# S.S Calder



## pedro64 (Sep 21, 2006)

Can anyone help with locating a crew list for the Calder lost with all hands 1931 many thanks


----------



## pedro64 (Sep 21, 2006)

ok found it


----------



## C Russell (Apr 15, 2011)

Could i ask what information you have on the SS Calder and its captain T.W Sutherby who was my Great grandfather?
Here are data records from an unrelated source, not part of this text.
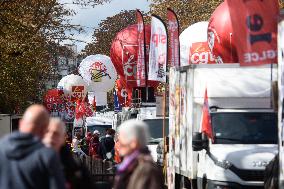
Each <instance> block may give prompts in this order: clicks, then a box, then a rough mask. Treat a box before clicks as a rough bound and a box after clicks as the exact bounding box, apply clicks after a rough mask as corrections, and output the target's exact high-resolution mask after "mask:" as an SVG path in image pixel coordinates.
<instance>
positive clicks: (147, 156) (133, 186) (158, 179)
mask: <svg viewBox="0 0 284 189" xmlns="http://www.w3.org/2000/svg"><path fill="white" fill-rule="evenodd" d="M126 159H127V158H125V159H124V161H127V160H126ZM122 164H123V162H122ZM162 188H164V181H163V174H162V170H161V169H160V168H158V166H157V165H156V164H155V163H154V161H153V159H152V157H151V155H150V152H149V150H148V149H143V150H140V151H139V152H138V153H137V155H136V157H134V158H133V160H131V162H130V163H129V165H127V167H126V168H125V169H122V170H121V169H120V168H118V171H117V175H116V177H115V183H114V189H162Z"/></svg>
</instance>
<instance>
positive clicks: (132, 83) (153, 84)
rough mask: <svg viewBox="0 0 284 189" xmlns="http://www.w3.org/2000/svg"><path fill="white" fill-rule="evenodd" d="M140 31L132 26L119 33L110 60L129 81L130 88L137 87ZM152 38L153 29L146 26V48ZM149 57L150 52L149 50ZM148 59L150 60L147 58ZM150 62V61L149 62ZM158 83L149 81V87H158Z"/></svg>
mask: <svg viewBox="0 0 284 189" xmlns="http://www.w3.org/2000/svg"><path fill="white" fill-rule="evenodd" d="M137 37H138V30H137V25H136V24H134V25H130V26H128V27H127V28H125V29H123V30H122V31H120V32H119V33H117V35H116V37H115V38H114V40H113V42H112V45H111V49H110V58H111V60H112V62H113V64H114V67H115V69H116V71H117V73H118V75H120V76H121V77H122V78H124V80H126V81H127V85H128V86H129V87H137V83H136V70H137V55H138V41H137ZM150 37H151V27H150V26H149V25H146V26H145V42H146V48H147V49H149V45H150ZM146 54H147V55H148V54H149V50H147V53H146ZM147 59H148V58H147ZM147 62H148V61H147ZM158 85H159V83H158V82H156V81H149V82H148V86H151V87H157V86H158Z"/></svg>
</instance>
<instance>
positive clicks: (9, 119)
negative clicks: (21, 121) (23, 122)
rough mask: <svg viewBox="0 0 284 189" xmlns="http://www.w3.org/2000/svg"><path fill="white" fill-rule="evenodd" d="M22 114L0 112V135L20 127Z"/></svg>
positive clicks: (1, 136) (6, 133) (5, 134)
mask: <svg viewBox="0 0 284 189" xmlns="http://www.w3.org/2000/svg"><path fill="white" fill-rule="evenodd" d="M21 117H22V116H21V115H11V114H0V137H3V136H4V135H6V134H9V133H11V132H12V131H14V130H18V128H19V120H20V119H21Z"/></svg>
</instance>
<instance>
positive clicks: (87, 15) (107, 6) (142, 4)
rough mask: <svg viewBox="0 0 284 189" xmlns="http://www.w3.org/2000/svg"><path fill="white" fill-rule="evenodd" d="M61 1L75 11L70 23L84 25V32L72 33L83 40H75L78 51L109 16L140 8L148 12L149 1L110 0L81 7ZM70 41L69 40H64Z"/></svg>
mask: <svg viewBox="0 0 284 189" xmlns="http://www.w3.org/2000/svg"><path fill="white" fill-rule="evenodd" d="M61 2H63V3H67V4H66V6H67V7H68V8H71V9H73V10H74V11H75V12H76V15H75V16H72V17H71V19H72V21H71V23H72V24H80V25H81V26H83V27H84V29H85V33H81V34H78V33H76V34H75V35H74V38H75V39H78V40H82V41H84V42H76V43H75V44H76V45H77V48H78V52H80V51H81V50H82V49H84V47H85V45H86V44H87V43H89V42H91V41H92V34H93V31H94V29H95V28H97V27H98V24H99V23H100V22H101V21H102V20H104V19H106V18H107V17H109V16H113V15H116V14H118V13H119V12H121V11H122V10H135V9H140V10H142V11H145V12H148V11H149V5H150V3H151V2H150V1H147V0H112V2H111V3H105V4H104V5H97V6H95V7H91V6H88V7H82V6H79V5H74V4H71V2H72V0H61ZM64 43H65V44H66V43H70V42H68V41H67V42H64Z"/></svg>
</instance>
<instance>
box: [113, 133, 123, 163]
mask: <svg viewBox="0 0 284 189" xmlns="http://www.w3.org/2000/svg"><path fill="white" fill-rule="evenodd" d="M114 141H115V145H114V162H115V163H117V164H118V163H121V161H122V160H121V157H120V154H119V140H118V135H116V137H115V139H114Z"/></svg>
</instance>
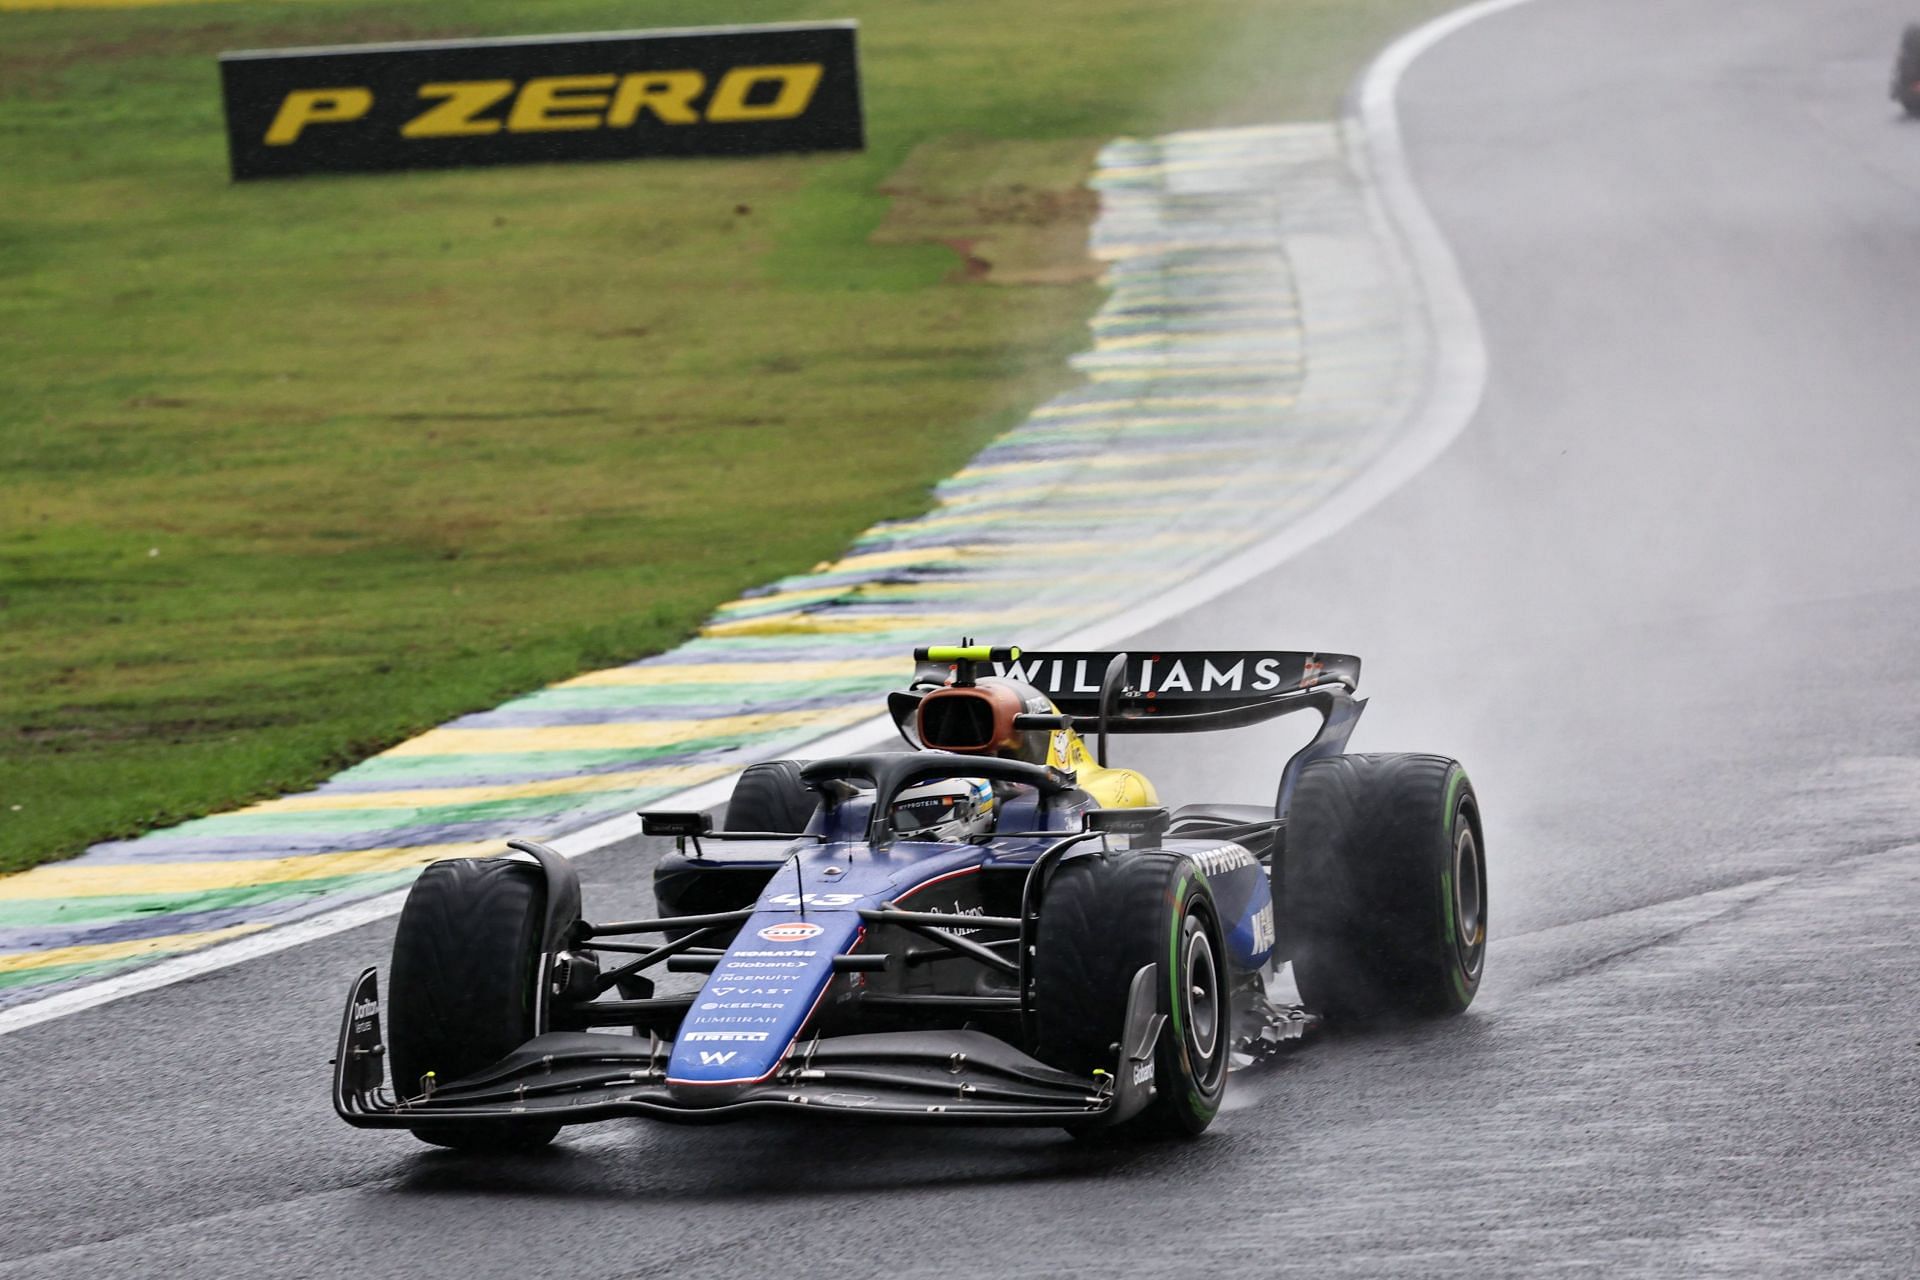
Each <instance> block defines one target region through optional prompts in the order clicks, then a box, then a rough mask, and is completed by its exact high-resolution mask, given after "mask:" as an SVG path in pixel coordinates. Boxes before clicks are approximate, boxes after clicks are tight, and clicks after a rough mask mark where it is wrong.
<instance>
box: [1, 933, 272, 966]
mask: <svg viewBox="0 0 1920 1280" xmlns="http://www.w3.org/2000/svg"><path fill="white" fill-rule="evenodd" d="M265 927H267V925H232V927H228V929H207V931H205V933H175V935H167V936H165V938H136V940H132V942H88V944H84V946H50V948H46V950H44V952H12V954H6V956H0V973H21V971H25V969H50V967H52V965H84V963H100V961H106V960H131V958H134V956H165V954H169V952H190V950H196V948H202V946H211V944H213V942H225V940H227V938H238V936H240V935H246V933H259V931H261V929H265Z"/></svg>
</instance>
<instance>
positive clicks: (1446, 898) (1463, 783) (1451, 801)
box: [1440, 764, 1473, 1006]
mask: <svg viewBox="0 0 1920 1280" xmlns="http://www.w3.org/2000/svg"><path fill="white" fill-rule="evenodd" d="M1465 783H1467V770H1463V768H1461V766H1459V764H1455V766H1453V768H1452V770H1450V775H1448V781H1446V804H1444V808H1442V819H1440V821H1442V827H1440V839H1442V841H1444V844H1446V854H1444V862H1442V864H1440V915H1442V938H1444V940H1446V971H1448V979H1452V983H1453V994H1455V996H1459V1002H1461V1006H1467V1004H1471V1002H1473V992H1471V990H1467V967H1465V961H1463V958H1461V942H1459V919H1457V915H1455V912H1453V842H1455V841H1457V839H1459V823H1461V821H1463V819H1465V814H1463V812H1461V808H1459V793H1461V787H1463V785H1465Z"/></svg>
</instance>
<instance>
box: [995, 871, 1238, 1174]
mask: <svg viewBox="0 0 1920 1280" xmlns="http://www.w3.org/2000/svg"><path fill="white" fill-rule="evenodd" d="M1144 965H1160V969H1158V973H1156V992H1158V1009H1160V1013H1164V1015H1165V1019H1167V1021H1165V1025H1164V1027H1162V1032H1160V1042H1158V1046H1156V1050H1154V1086H1156V1096H1154V1100H1152V1102H1150V1103H1148V1105H1146V1109H1144V1111H1142V1113H1140V1115H1139V1117H1135V1119H1133V1121H1129V1123H1127V1125H1125V1128H1123V1132H1131V1134H1165V1136H1181V1138H1190V1136H1196V1134H1200V1132H1202V1130H1204V1128H1206V1126H1208V1125H1212V1123H1213V1115H1215V1113H1217V1111H1219V1102H1221V1098H1223V1096H1225V1092H1227V1067H1229V1055H1231V1029H1233V998H1231V992H1229V981H1231V977H1229V971H1227V948H1225V936H1223V931H1221V925H1219V910H1217V908H1215V906H1213V892H1212V889H1208V883H1206V877H1202V875H1200V873H1198V871H1196V869H1194V865H1192V864H1190V862H1187V860H1185V858H1179V856H1175V854H1165V852H1160V850H1142V852H1125V854H1100V856H1087V858H1073V860H1069V862H1066V864H1062V865H1060V869H1058V871H1054V877H1052V881H1048V885H1046V892H1044V896H1043V898H1041V919H1039V925H1037V929H1035V956H1033V1011H1035V1031H1037V1038H1039V1046H1037V1050H1039V1052H1037V1055H1039V1059H1041V1061H1044V1063H1048V1065H1052V1067H1058V1069H1062V1071H1071V1073H1073V1075H1092V1071H1096V1069H1098V1071H1116V1069H1117V1061H1119V1059H1117V1046H1119V1040H1121V1034H1123V1032H1125V1025H1127V996H1129V990H1131V986H1133V975H1135V973H1139V971H1140V967H1144Z"/></svg>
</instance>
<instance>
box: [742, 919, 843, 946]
mask: <svg viewBox="0 0 1920 1280" xmlns="http://www.w3.org/2000/svg"><path fill="white" fill-rule="evenodd" d="M822 933H826V929H822V927H820V925H814V923H810V921H804V919H793V921H783V923H780V925H768V927H766V929H762V931H760V933H758V935H755V936H760V938H766V940H768V942H806V940H808V938H818V936H820V935H822Z"/></svg>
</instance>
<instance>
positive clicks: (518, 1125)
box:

I have joined this site in my research of my Grandfather and his stricken vessil, any information on research resources (books and pictures etc) you know of would be very much appreciated


----------



## ray1buck1 (Sep 4, 2005)

Hello
I would suggest that you contact Southampton Archives who should be able to provide Thomas William Sutherby’s CR1, CR2 and his CR10 service record cards which will give the ships that he served on by Official Ships NO 
ink http://www.southampton.gov.uk/s-leisure/artsheritage/history/maritimehistory/centralindex.aspx

Southampton City Archive 
Southampton City Council 
South Block Basement 
Civic Centre 
Southampton 
SO14 7LY 
Telephone +44(0) 23 8083 2251 
Email: [email protected] 
Website: Southampton City Archive

If this is the right person then there is a record for a Thomas William Sutherby DoB circa 1888 Goole Yorkshire for his WWI medal entitlement which can be down loaded £3:50
http://www.nationalarchives.gov.uk/...asp?Edoc_Id=8538672&queryType=1&resultcount=1
Ray


----------



## Roger Griffiths (Feb 10, 2006)

Hello,
Take a look at the BOT Wreck Report for CALDER.
http://www.plimsoll.org/resources/SCCLibraries/WreckReports/14086.asp
There are also four newspaper reports in the London Times.

Roger


----------



## Roger Griffiths (Feb 10, 2006)

pedro64 said:


> ok found it


Hello.
Could you tell us where you obtained this information and could you share it with us please.

Thanks
Roger


----------